30 Days of Film - Day Twenty Five

Sep 12, 2010 11:17

I didn’t post yesterday, because I managed to burn my arm cooking dinner, and so spent the rest of the evening with a wet piece of kitchen roll attached to it. And water and my laptop don’t exactly mix.

I know I keep going on about how much I have fallen in love with the architecture in this city and stuff, but I never offer up any evidence. So I thought what I would do yesterday was take my camera with me as I walked into town and do a sort of photo tour, snapping pictures of various interesting things as I went. So that’s what I did.
Unfortunately, 3G internet is not conducive to uploading lots of pictures, so I'll have to save that for when I get the broadband sorted.

Instead, meme.

·  Day 25 - The most hilarious movie you’ve ever seen

The most hilarious? This is practically impossible! There are a lot of films that make me laugh a lot but I don’t really quantify it. And if films make me laugh for different reasons then how do I pick which one is funnier? Scott Pilgrim (2010) is really funny as is Shaun of the Dead (2004) and Hot Fuzz (2007). Spaceballs (1987) and Galaxy Quest (1999) are brilliant, as are Blazing Saddles (1974), Hot Shots! (1991) and Hot Shots Part Deux (1993), Spy Hard (1996), Austin Powers(1997) and The Producers(1968). Monty Python and The Holy Grail (1975), The Life of Brian (1979) and The Meaning of Life (1983) are genius. Blades of Glory (2007), Dodgeball (2004), Forgetting Sarah Marshall (2008) are funny in a stupider way, and films aimed at kids like Shrek (2001) and Toy Story (1995) have their own brand of humour. RomComs, again, are a different kind of funny, and there we have things like Just My Luck (2006), The Wedding Singer (1998), and The Holiday (2006). And what about The Hitchhiker’s Guide to the Galaxy (2005) or The League of Gentlemen’s Apocolypse (2005) ?

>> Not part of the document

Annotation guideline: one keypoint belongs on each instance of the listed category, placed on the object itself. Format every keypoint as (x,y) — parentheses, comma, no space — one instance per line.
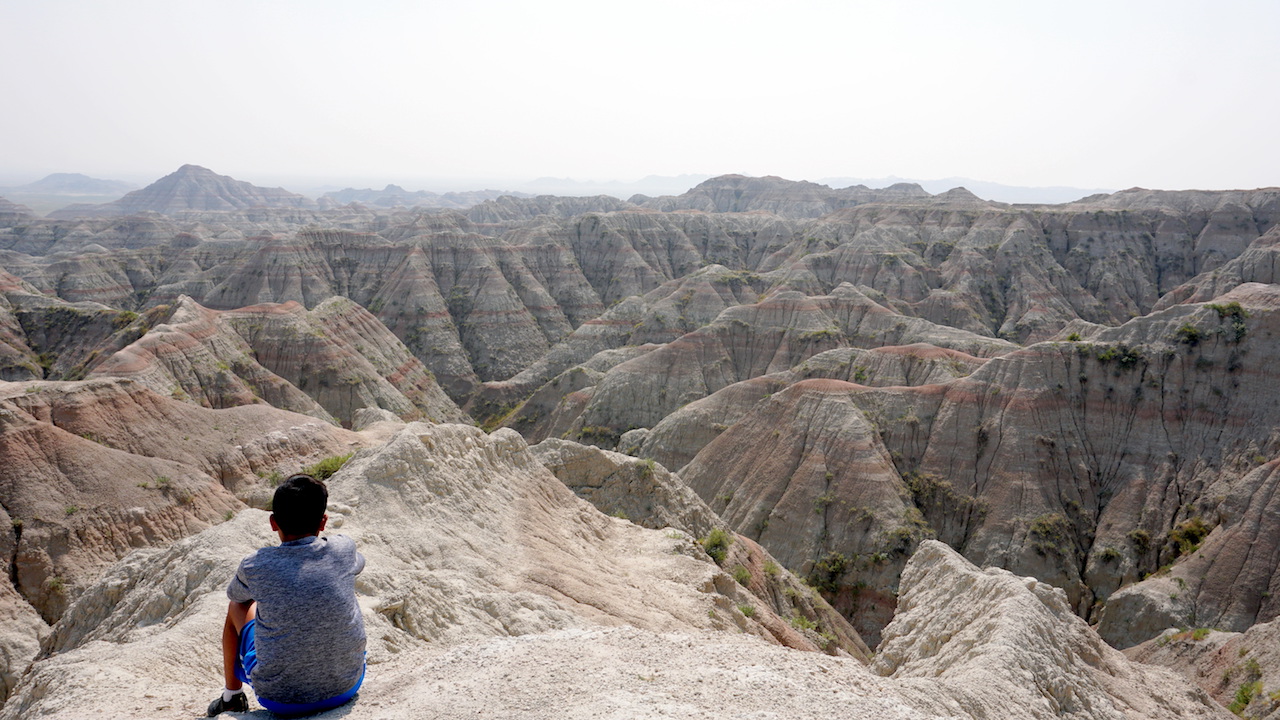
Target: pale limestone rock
(641,491)
(1002,646)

I like a lot of very funny films and picking the most hilarious is hard, but I think in the end, I might just have to pick

Airplane! (1980)




In the end, I think it was going to have to be a one of the classic spoof films, because for laughs per square inch they can’t be beaten. Practically every other frame is a visual gag, a reference to some other film or genre, or a terrible pun. Or there’s something funny in the background that you’re not noticing. And Airplane is kind of the Daddy of them all. One of the earliest of them, and it is absolutely packed with jokes. Bursting with them, you might say. Before this film, Leslie Neilson was considered a serious actor and in fact, it’s him playing exactly the same sort of character he played in serious films with all the anarchy going on around him that really sells the film. Without him it would just be too absurd. In fact all of the main cast do a pretty stellar job of acting a serious movie amid some of the funniest scenes ever. If they tried to play up the comedy it would just descend into madness.

The plot is entirely absurd. Both the pilot and the co-pilot of a flight get food poisoning, so to bring them all in to safety, they have to rely on a guy who flew fighters in the War, has basically got PTSD and hasn’t flown since. And is only on the flight to convince his girlfriend, an air stewardess, not to leave him. The thing that makes this better? The writers actually bought the rights to an existing 50s B movie and used the plot from that. And then built the jokes around it.

It would take for ever to explain just what’s funny about this film but let me see if I can’t pick me some highlights… the Crash Position, “don’t call me Shirley”, “I picked the wrong day to quit blank”, the hysterical woman, the old lady who can speak Jive. And that’s off the top of my head, having not watched in in months. I’m not sure a minute, nay 30 seconds of this film goes by without a gag of one form or another.